Adding Josh Poimboeuf.

Here's a sketch of how this could work for better performance.  For a
static call "foo" that returns void and takes no arguments, the
generic implementation does something like this:

extern void foo(void);

struct static_call {
  void (*target)(void);

  /* arch-specific part containing an array of struct static_call_site */
};

void foo(void)
{
  READ_ONCE(__static_call_foo->target)();
}

Arch code overrides it to:

GLOBAL(foo)
  jmpq *__static_call_foo(%rip)
ENDPROC(foo)

and some extra asm to emit a static_call_site object saying that the
address "foo" is a jmp/call instruction where the operand is at offset
1 into the instruction.  (Or whatever the offset is.)

The patch code is like:

void set_static_call(struct static_call *call, void *target)
{
  /* take a spinlock? */
  WRITE_ONCE(call->target, target);
  arch_set_static_call(call, target);
}

and the arch code patches the call site if needed.

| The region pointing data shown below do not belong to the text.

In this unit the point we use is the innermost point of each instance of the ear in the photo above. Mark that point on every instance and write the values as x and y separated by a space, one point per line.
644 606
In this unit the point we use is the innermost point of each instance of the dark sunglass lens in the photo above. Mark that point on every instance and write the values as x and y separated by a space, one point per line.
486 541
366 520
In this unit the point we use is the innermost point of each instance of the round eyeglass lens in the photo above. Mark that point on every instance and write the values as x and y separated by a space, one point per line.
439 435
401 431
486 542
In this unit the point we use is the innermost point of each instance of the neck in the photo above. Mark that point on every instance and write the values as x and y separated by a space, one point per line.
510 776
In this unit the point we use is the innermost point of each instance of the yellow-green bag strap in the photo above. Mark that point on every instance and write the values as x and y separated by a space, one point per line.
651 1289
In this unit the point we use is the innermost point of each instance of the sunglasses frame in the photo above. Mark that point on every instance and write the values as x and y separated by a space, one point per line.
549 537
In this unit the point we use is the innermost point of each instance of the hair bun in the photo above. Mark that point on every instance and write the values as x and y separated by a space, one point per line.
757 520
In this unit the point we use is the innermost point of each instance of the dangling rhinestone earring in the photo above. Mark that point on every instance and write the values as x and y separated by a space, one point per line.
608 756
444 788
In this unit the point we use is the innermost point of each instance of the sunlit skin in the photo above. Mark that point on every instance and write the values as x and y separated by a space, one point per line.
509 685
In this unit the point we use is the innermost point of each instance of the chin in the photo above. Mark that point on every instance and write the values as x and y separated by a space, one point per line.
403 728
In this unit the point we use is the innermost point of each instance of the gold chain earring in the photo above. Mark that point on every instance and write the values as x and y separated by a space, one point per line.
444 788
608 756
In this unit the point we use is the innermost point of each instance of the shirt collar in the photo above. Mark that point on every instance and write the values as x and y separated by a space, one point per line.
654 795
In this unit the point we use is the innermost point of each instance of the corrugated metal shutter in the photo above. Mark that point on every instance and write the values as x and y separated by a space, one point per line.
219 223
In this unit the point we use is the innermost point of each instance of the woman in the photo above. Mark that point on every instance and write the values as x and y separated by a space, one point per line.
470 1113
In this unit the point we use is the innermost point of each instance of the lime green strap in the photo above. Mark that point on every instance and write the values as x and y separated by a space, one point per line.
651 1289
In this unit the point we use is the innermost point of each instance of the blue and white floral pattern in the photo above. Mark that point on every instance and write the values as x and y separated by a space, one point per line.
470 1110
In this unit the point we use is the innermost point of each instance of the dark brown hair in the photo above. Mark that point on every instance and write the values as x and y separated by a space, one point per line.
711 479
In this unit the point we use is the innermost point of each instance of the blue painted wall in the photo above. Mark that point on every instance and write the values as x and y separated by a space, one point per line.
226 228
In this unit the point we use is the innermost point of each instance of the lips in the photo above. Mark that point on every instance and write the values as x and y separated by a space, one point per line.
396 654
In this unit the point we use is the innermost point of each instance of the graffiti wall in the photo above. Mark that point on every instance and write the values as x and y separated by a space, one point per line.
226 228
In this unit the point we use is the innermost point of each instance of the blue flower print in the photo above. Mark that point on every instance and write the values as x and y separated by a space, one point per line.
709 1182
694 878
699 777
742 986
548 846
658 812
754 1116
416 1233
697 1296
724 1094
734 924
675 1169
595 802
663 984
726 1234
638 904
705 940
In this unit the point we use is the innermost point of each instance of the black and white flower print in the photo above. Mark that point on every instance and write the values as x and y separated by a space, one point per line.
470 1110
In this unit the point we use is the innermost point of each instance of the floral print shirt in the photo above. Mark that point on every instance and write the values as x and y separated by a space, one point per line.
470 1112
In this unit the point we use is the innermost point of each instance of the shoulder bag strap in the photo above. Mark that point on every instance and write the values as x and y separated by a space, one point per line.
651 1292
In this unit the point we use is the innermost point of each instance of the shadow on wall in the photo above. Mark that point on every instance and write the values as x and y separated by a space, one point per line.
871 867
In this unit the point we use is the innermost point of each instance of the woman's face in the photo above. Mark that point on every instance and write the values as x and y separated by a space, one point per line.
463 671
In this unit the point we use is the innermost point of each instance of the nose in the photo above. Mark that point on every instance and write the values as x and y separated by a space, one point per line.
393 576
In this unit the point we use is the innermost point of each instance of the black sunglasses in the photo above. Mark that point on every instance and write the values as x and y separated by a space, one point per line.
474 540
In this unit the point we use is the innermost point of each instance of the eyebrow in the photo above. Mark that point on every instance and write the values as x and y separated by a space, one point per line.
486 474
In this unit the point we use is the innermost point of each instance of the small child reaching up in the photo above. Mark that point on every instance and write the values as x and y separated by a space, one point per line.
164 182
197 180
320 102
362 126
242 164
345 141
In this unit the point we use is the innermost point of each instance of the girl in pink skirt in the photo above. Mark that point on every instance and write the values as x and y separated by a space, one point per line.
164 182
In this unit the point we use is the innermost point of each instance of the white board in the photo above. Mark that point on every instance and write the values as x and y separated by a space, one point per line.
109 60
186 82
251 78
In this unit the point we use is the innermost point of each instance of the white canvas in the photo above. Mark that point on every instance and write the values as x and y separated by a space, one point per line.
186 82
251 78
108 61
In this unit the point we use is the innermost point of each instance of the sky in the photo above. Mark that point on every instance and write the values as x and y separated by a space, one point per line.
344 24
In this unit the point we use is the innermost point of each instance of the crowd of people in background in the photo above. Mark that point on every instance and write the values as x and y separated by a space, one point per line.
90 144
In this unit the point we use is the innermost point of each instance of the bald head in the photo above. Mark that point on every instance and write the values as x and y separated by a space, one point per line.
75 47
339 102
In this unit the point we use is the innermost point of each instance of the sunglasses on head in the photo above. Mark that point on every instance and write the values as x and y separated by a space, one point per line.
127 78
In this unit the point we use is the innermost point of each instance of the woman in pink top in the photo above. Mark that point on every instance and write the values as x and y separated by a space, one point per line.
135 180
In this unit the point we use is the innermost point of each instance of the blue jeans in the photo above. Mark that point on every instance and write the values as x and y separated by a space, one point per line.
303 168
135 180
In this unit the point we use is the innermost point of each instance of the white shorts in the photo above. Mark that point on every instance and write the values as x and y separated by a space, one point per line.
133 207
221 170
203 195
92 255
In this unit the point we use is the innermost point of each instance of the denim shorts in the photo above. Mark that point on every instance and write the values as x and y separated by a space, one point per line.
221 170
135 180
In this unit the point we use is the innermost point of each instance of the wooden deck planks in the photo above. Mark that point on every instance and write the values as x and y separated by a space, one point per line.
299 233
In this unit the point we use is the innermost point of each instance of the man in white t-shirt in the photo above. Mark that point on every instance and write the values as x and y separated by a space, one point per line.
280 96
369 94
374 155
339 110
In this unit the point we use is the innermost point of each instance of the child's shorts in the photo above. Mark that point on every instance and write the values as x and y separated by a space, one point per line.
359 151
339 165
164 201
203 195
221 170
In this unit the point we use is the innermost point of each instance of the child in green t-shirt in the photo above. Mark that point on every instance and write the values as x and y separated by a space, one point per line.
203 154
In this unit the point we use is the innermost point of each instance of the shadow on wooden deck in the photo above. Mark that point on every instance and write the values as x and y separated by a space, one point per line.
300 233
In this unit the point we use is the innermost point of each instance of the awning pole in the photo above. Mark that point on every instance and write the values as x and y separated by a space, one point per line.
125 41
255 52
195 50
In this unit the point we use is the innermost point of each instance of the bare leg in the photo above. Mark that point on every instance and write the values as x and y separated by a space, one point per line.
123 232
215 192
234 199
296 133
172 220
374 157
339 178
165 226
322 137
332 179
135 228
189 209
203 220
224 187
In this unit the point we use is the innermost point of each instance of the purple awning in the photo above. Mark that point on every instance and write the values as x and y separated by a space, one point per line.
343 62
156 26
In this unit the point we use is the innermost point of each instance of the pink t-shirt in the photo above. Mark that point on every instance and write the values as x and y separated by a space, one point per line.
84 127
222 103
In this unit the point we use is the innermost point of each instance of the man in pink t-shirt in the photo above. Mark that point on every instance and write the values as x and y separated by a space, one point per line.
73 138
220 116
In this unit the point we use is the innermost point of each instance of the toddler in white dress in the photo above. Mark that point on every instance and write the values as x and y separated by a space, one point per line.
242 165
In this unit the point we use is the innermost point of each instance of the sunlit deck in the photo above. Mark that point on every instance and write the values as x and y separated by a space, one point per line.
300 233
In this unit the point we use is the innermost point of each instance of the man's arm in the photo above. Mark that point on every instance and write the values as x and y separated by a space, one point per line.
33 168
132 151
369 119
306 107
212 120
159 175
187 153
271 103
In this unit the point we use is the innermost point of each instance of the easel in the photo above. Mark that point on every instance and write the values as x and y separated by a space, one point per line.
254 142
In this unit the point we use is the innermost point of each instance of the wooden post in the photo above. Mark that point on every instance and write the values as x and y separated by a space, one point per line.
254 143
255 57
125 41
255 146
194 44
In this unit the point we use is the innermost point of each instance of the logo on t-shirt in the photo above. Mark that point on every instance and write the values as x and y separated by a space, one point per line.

On x86, an even better implementation would have objtool make a bunch
of additional static_call_site objects for each call to foo, and
arch_set_static_call() would update all of them, too.  Using
text_poke_bp() if needed, and "if needed" can maybe be clever and
check the alignment of the instruction.  I admit that I never actually
remember the full rules for atomically patching an instruction on x86
SMP.  (Hmm.  This will be really epically slow.  Maybe we don't care.
Or we could finally optimize text_poke, etc to take a list of pokes to
do and do them as a batch.  But that's not a prerequisite for the rest
of this.)

What do you all think?